The same is true of Alexandro Jodorowsky’s EL TOPO and THE HOLY MOUNTAIN, and Juan Lopez Moctezuma’s MANSION OF MADNESS, all of which benefited immeasurably from Corkidi’s visuals. The desert-set EL TOPO in particular bears Corkidi’s fingerprints in its impeccably visualized surreal set pieces that directly foreshadow his self-directed features. Corkidi’s work on THE HOLY MOUNTAIN, alas, was apparently marred by friction with Jodorowsky, who claims that Corkidi “was a nice person when we made EL TOPO…then when we made THE HOLY MOUNTAIN he was very difficult to control,” and alleges Corkidi even tried to “sabotage” the film. As for THE MANSION OF MADNESS, Corkidi’s bold cinematography was integral to that film’s overpowering aura of surreal insanity.
Of Corkidi’s self-directed features, Jodorowsky has claimed they were all directly inspired by EL TOPO, and dismissed them as “boring.” I’m not entirely sure I agree with the first statement, as Corkidi clearly had a style and point of view that were very much his own (although at least one of his films does owe a sizeable debt to Jodorowsky), yet on the second Jodorowsky is entirely correct, as boring is one thing the following films indisputably are.
Quite simply, the film is a bore. Virtually every scene is allowed to drag on far longer than is necessary, regardless of how uneventful those scenes may be (watching a servant woman endlessly circle a dinner table doling out soup is about as interesting as it sounds), and there’s little in the way of a cogent narrative to hold it all together. The film is crammed with striking surreal touches (telepathic puppets, an elaborate religious procession in the middle of a parched desert), but they feel gratuitous.
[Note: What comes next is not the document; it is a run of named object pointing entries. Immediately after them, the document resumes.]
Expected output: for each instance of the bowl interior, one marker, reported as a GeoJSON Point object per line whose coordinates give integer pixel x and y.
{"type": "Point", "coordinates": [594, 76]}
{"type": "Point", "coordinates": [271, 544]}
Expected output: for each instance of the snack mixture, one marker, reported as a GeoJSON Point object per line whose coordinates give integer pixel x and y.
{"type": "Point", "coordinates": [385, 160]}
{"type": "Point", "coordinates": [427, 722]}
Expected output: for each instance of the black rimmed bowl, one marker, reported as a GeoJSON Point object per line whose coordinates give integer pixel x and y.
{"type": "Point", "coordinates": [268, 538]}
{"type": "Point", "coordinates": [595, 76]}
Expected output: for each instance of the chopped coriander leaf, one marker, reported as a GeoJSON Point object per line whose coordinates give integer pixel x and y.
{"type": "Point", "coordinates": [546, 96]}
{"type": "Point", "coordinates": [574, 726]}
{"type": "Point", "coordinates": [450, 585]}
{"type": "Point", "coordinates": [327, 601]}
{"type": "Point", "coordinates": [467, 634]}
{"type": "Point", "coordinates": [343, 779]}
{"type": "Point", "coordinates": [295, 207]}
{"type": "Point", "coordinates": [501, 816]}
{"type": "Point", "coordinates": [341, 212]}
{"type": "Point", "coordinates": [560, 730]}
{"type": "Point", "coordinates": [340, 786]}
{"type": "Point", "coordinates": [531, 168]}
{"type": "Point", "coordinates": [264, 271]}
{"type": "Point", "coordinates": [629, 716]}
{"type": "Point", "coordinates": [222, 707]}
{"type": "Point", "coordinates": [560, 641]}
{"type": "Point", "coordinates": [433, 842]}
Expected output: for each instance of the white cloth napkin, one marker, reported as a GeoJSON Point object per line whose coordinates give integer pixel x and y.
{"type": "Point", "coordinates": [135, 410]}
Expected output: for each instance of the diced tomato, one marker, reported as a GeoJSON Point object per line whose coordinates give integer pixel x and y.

Yet the cinematography, accomplished by Corkidi himself, is stunning.
Corkidi evidently had EL TOPO in mind, even though the film was allegedly based on a Mexican folk tale. Also, the surrealism usually so integral to Corkidi’s style has been toned down here, leaving us with an impressively photographed but quite tedious effort.
Most of the remainder of Corkidi’s filmography consists of TV documentaries and a handful of little-seen features (including 1984’s long-banned FIGURAS DE LA PASION, 1992’s RULFO AETERNUM and 2010’s EL MAESTRO PRODIGIOSO). Currently entering his ninth decade and evidently retired, Corkidi can be viewed as one the greatest cinematographers Mexico has produced. His skills as a director, alas, aren’t in the same league!